A music editing system and online metronomes helps to visualize, compose and perform music with multiple continuously varying tempi.
ABSTRACT
In response to the 2020 pandemic, a new work was composed inspired by the limitations and challenges of performing over the network. Since synchronization is one of the big challenges, or perhaps something to be avoided due to network latency, this work explicitly calls for desynchronization in a controlled way, using metronomes running at different rates to take performers in and out of approximate synchronization. A special editor was developed to visualize the music because conventional editors do not support multiple continuously varying tempi.

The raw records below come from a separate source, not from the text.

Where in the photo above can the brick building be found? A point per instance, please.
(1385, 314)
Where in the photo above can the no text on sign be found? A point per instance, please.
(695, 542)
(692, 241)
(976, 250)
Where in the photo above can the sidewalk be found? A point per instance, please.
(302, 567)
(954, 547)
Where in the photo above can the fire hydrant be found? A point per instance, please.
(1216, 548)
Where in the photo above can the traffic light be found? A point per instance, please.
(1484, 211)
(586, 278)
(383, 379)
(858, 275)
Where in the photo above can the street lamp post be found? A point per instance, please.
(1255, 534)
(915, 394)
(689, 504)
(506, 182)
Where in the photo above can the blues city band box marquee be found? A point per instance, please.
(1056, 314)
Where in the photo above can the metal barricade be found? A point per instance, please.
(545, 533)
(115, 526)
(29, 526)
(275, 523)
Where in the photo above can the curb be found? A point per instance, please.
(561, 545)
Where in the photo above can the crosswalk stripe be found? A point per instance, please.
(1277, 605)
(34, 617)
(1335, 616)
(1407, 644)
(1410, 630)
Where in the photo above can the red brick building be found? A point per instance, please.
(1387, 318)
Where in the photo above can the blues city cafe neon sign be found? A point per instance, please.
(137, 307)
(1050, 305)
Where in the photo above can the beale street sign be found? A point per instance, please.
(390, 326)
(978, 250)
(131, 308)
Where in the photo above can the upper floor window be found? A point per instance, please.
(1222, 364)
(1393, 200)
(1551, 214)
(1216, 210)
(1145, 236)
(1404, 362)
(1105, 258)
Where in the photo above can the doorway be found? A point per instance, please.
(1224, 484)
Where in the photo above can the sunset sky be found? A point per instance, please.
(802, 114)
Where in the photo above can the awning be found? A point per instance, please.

Network performance, telematic, metronome, conducting, composing interface
• Applied computing → Arts and humanities → Sound and music computing; • Applied computing → Arts and humanities → Performing arts;
Music performance over networks, sometimes referred to as telematic music, has a long history and a variety of approaches, both technical and philosophical [1]. As a result of the pandemic of 2020, many musicians and music schools find themselves scrambling to leave conventional performance behind and form a workable and musically meaningful new approach in which musicians and audiences are not in physical proximity. The work “Canons for Conlon” was written for the Contemporary Ensemble at Carnegie Mellon University. The work necessarily avoids tight synchronization of multiple musicians since that is not possible using off-the-shelf teleconferencing tools such as Zoom. Instead, I decided to take the loss of synchronization as a “feature,” writing for performers that intentionally drift out of synchronization and back in. The form of the canon was chosen because it allows the audience to hear deliberate manipulation of synchronization when identical phrases are heard with delays, just as a conventional canon contains two or more parts at fixed offsets (or sometimes in other relationships).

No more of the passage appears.